Editorial: The George Floyd verdict


Photo by Lorie Shaull via Flickr

A protester writes ‘MPD doesn’t Protect Us’ in chalk on a boarded up building near the Hennepin County Courthouse in downtown Minneapolis, Minnesota as the trial of former Minneapolis police officer Derek Chauvin began Monday morning.

Staff Writers

A police officer has been found guilty of unjustly killing a Black man. Does that mean that fewer Black people will meet similar fates at the hands of the police?
Former Minneapolis police officer Derek Chauvin faces up to 40 years in prison for murdering George Floyd last Memorial Day weekend.
Such results are rare in cases where police kill unarmed civilians. That Chauvin was held accountable has been credited mainly to a bystander video of Floyd’s arrest that was seen worldwide.
There are reasons for pessimism. Many argue that institutional racism is the root cause of many killings of Black people by police and that racism will not evaporate in the wake of a single guilty verdict.
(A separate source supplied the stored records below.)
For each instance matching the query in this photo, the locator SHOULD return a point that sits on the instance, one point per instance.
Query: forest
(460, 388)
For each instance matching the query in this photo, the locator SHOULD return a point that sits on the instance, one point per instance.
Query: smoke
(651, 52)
And too many police officers are willing to back up a fellow officer, regardless of the facts. Many others in America stand by the belief that Chauvin did nothing wrong in kneeling on the neck of the nonresisting Floyd for nine-plus minutes.
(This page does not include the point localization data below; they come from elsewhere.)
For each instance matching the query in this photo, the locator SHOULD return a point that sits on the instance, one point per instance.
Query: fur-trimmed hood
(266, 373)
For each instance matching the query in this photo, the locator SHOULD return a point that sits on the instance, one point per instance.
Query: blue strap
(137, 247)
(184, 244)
If civilian deaths at the hands of police decrease over time in this country, the credit more appropriately would go to the ubiquity of recording police-citizen interactions rather than to the punishment of a single bad actor with a badge.
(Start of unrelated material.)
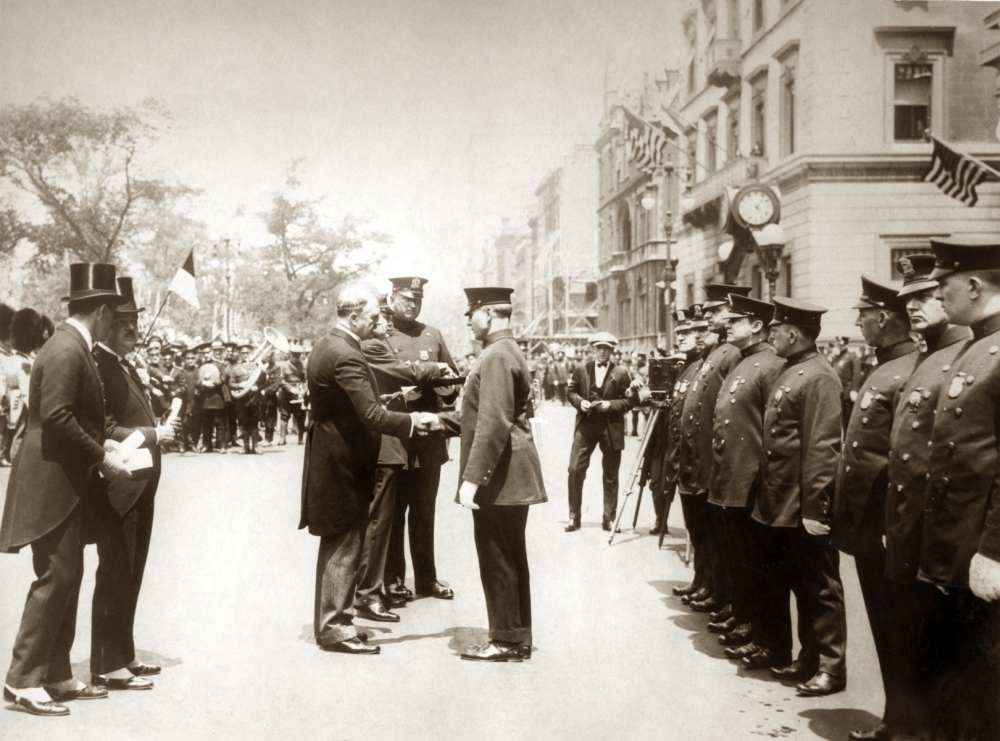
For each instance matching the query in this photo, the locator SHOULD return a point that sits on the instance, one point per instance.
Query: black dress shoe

We haven’t had to wait long for new slayings to test the nation’s tolerance for lethal police force against people of color. Officers’ cameras captured the recent deaths of Daunte Wright and Adam Toledo. The officer who killed Wright faces manslaughter charges.
There also are reasons for optimism: “This case is a turning point in American history for accountability of law enforcement,” said Ben Crump, an attorney for Floyd’s family.